Congratulations to ECL Ph.D. candidate Don Holmes! Holmes has been selected as one of UNC’s four institutional nominees for the ACLS Emerging Voices Fellowship.
After being selected from departmental nominations across the college, Holmes will now go through the selection round at the American Council of Learned Societies.
Read more about Holmes’ far-reaching project and his further plans for the research:
“My research interests are in early African American rhetoric, literacy, and language. I investigate the narratives of my early ancestors to illuminate the methods they used to negotiate their voices into public discourse through a centering of a Black worldview. My current project, ‘Black Diplomatic Rhetoric,’ outlines what I describe as a ‘diplomatic rhetoric’ that black speakers/writers used to expose the dominant society’s anti-black sentiments about Black material and spiritual exclusion in early America.
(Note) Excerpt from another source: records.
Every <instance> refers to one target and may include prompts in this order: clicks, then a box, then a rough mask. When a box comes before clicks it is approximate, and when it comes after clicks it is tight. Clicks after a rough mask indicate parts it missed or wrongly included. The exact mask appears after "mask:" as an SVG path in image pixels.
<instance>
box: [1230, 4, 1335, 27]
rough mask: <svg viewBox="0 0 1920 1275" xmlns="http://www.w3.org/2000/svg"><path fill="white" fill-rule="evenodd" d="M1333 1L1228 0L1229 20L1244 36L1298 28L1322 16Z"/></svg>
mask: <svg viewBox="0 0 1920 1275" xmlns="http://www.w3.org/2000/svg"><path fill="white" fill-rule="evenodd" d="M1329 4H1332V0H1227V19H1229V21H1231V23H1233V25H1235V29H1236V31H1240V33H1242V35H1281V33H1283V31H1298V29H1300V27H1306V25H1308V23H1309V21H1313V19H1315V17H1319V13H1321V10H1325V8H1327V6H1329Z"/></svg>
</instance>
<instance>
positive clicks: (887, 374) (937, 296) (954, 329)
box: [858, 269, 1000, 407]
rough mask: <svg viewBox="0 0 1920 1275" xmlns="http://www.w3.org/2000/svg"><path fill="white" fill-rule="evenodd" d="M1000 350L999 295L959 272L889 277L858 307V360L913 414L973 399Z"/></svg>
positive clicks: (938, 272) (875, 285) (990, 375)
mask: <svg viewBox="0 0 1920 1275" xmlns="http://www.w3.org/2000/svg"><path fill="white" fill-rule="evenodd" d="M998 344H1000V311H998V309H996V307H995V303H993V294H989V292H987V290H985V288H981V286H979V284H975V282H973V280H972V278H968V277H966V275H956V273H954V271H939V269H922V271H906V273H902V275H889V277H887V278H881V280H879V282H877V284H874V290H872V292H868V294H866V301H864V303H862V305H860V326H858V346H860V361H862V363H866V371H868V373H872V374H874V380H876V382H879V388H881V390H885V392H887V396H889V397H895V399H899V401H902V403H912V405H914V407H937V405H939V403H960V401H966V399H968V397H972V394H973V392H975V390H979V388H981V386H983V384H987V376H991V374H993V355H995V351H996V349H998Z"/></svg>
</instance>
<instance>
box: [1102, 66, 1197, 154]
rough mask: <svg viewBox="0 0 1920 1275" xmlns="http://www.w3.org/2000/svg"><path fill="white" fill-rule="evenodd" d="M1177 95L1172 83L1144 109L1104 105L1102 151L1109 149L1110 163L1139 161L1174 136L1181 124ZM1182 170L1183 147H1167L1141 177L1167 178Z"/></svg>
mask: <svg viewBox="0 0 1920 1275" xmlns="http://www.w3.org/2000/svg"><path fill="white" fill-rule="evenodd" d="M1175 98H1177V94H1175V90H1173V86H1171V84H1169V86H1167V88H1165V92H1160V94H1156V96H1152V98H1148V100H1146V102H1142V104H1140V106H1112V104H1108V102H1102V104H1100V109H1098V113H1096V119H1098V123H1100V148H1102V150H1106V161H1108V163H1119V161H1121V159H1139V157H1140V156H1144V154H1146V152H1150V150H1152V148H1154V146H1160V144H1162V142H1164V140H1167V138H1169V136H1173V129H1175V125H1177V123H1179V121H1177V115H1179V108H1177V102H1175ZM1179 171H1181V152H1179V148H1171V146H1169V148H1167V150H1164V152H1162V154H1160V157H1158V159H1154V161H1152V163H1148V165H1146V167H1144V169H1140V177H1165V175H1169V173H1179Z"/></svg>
I describe my work as seeking to understand the diachronic evolution of early African American rhetoric, tracing rhetorical shifts from negotiating directly to influential white audiences to speaking to and for a robust and growing consequential Black and public demographic at the turn of the nineteenth century. Even though my work is grounded in rhetorical theory and early African American cultural history, I find it especially important for understanding the United States’ contemporary ills, such as police brutality and voter suppression, among others. The lasting moan of #blacklivesmatter, for instance, has permeated within every African American generation, continuing calls for a more equitable and just society. In other words, the social justice engagement of the twenty-first century isn’t new but part of a long narrative in which African Americans have had to constantly argue for their humanity.
While I am still researching and writing more and more on my current project, I envision it as a public-facing book project that could aid in amplifying our understanding of the early Black experience in colonial America. My work seeks to center Black voices during this timeframe, and I see my work as having lasting contributions not only to African American rhetoric studies, but indeed the ways in which we view early American history, its promises, and its failures.”